Beim Ansuchen des Bildungschecks müssen alle Anträge vollständig ausgefüllt werden. Hierzu existiert ein spezifisches Antragsformular. Dieses ist sowohl über WIFI Seite der Steiermark (http://www.stmk.wifi.at/data/foerderungen/bildungsscheck_lehre.pdf) sowie der WKO Website (https://www.wko.at/service/foerderungen/steiermark-bildungsscheck-lehrlinge-lehrabsolventen.html) online im Word-Format zugänglich. Zusätzlich zum Antrag müssen die Ansuchenden die notwendigen Unterlagen beilegen.

Dies sind eine Kopie des Kurszeugnisses des jeweiligen Bildungsinstituts, eine Kopie des Lehrvertrags sowie eine Kopie des Lehrabschlusszeugnisses bzw. der Lehrabschlusszeugnisse, eine Kopie des Nachweises über die Ableistung des Zivil- oder Präsenzdienstes falls notwendig, bei betreuungspflichtigen Kindern eine Kopie der Geburtsurkunde bzw. der Geburtsurkunde aller Kinder sowie eine Kopie des Einzahlungsbelegs oder ein Nachweis des Telebankingvorgangs. Nur Anträge, welche sämtliche notwendigen Unterlagen beinhalten, können bearbeitet werden.

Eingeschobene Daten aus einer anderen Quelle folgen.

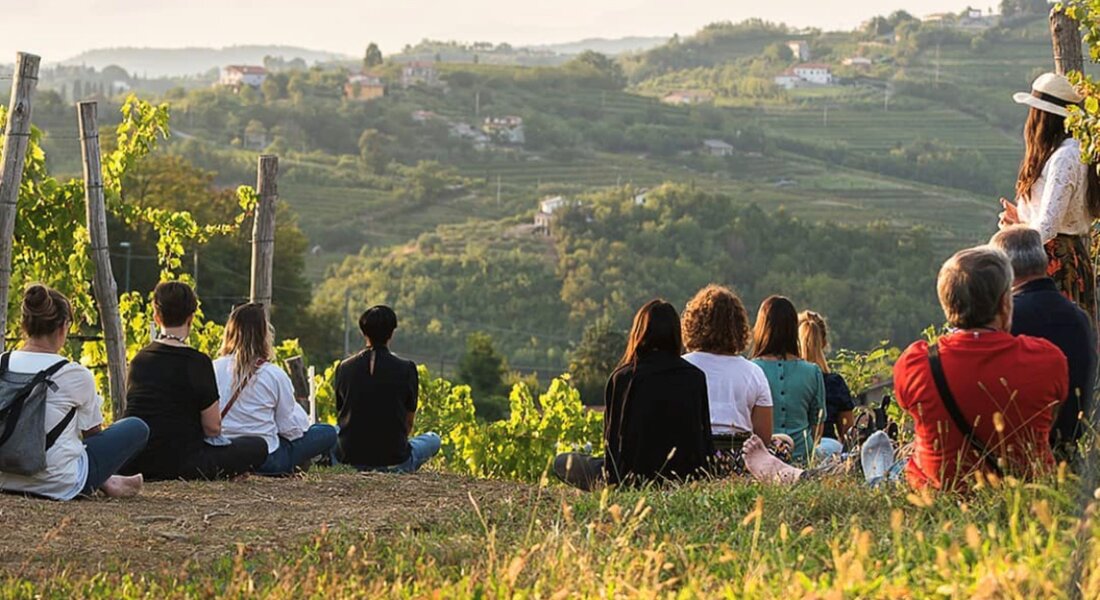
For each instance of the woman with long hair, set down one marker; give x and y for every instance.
(798, 388)
(172, 388)
(1056, 193)
(716, 331)
(257, 396)
(813, 340)
(657, 423)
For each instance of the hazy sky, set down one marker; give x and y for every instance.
(59, 29)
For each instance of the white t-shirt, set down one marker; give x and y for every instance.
(66, 461)
(265, 407)
(734, 386)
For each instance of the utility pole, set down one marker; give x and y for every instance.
(263, 231)
(106, 290)
(125, 277)
(937, 64)
(347, 323)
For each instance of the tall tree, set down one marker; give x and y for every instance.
(595, 357)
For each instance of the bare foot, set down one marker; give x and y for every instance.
(765, 467)
(118, 486)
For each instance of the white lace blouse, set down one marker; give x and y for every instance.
(1057, 203)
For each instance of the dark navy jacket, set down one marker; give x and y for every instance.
(1038, 309)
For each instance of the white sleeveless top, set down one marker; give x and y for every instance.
(1057, 203)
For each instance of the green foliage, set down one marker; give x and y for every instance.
(373, 56)
(519, 447)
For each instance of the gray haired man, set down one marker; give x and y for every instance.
(1040, 311)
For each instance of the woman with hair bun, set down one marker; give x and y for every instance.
(257, 396)
(716, 331)
(84, 457)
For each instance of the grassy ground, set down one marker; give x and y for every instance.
(443, 536)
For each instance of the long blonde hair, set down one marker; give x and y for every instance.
(249, 338)
(813, 339)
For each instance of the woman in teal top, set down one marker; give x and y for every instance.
(798, 388)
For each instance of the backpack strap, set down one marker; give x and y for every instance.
(59, 428)
(956, 414)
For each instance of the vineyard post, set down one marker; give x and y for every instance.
(103, 285)
(263, 231)
(1066, 41)
(18, 135)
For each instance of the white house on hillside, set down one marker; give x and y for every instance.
(243, 75)
(815, 73)
(800, 50)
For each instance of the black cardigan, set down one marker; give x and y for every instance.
(652, 410)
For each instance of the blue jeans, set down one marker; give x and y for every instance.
(421, 448)
(319, 439)
(110, 449)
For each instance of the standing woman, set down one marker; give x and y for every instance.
(1056, 194)
(813, 339)
(81, 456)
(798, 388)
(257, 396)
(657, 423)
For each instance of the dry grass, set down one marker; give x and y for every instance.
(176, 524)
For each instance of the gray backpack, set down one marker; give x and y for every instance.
(23, 436)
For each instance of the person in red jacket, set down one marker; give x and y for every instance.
(1007, 389)
(1004, 389)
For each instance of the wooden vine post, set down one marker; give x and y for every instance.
(17, 138)
(1066, 40)
(263, 231)
(103, 285)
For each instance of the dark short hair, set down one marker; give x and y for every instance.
(777, 328)
(1024, 248)
(45, 311)
(175, 302)
(377, 324)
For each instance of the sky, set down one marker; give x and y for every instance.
(61, 29)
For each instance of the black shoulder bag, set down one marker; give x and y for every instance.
(953, 410)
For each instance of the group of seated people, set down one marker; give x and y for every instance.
(1001, 393)
(189, 417)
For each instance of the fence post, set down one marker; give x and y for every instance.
(17, 138)
(1066, 40)
(263, 230)
(103, 285)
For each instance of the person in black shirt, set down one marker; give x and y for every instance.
(376, 401)
(657, 418)
(1040, 311)
(172, 388)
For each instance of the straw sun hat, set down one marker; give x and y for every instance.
(1051, 93)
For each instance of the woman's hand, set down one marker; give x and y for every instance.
(1009, 216)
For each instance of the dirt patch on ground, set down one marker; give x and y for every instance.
(177, 523)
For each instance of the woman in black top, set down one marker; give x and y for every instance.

Der ausgefüllte Antrag mitsamt den notwendigen Unterlagen müssen innerhalb der dreimonatigen Antragsfrist beim Amt der Steiermärkischen Landesregierung in der Abteilung 11 in Graz eingereicht werden. Erfüllen die Antragssteller die Förderungsvoraussetzungen und wurde der Antrag mitsamt Unterlagen pünktlich und im vollem Umfang eingereicht, erhalten die Betroffenen die Förderung auf ihrem angegebenen Konto ausgezahlt.

Zugleich besteht kein Rechtsanspruch auf die Gewährung der Förderung, wodurch kein automatischer Anspruch auf den Erhalt der Förderungsmaßnahmen vorhanden ist. Ebenfalls kann der Antrag auf den Erhalt des Bildungschecks solange angesucht werden, bis eine Änderung der Richtlinien bezüglich Erhalt der Förderung in Kraft tritt.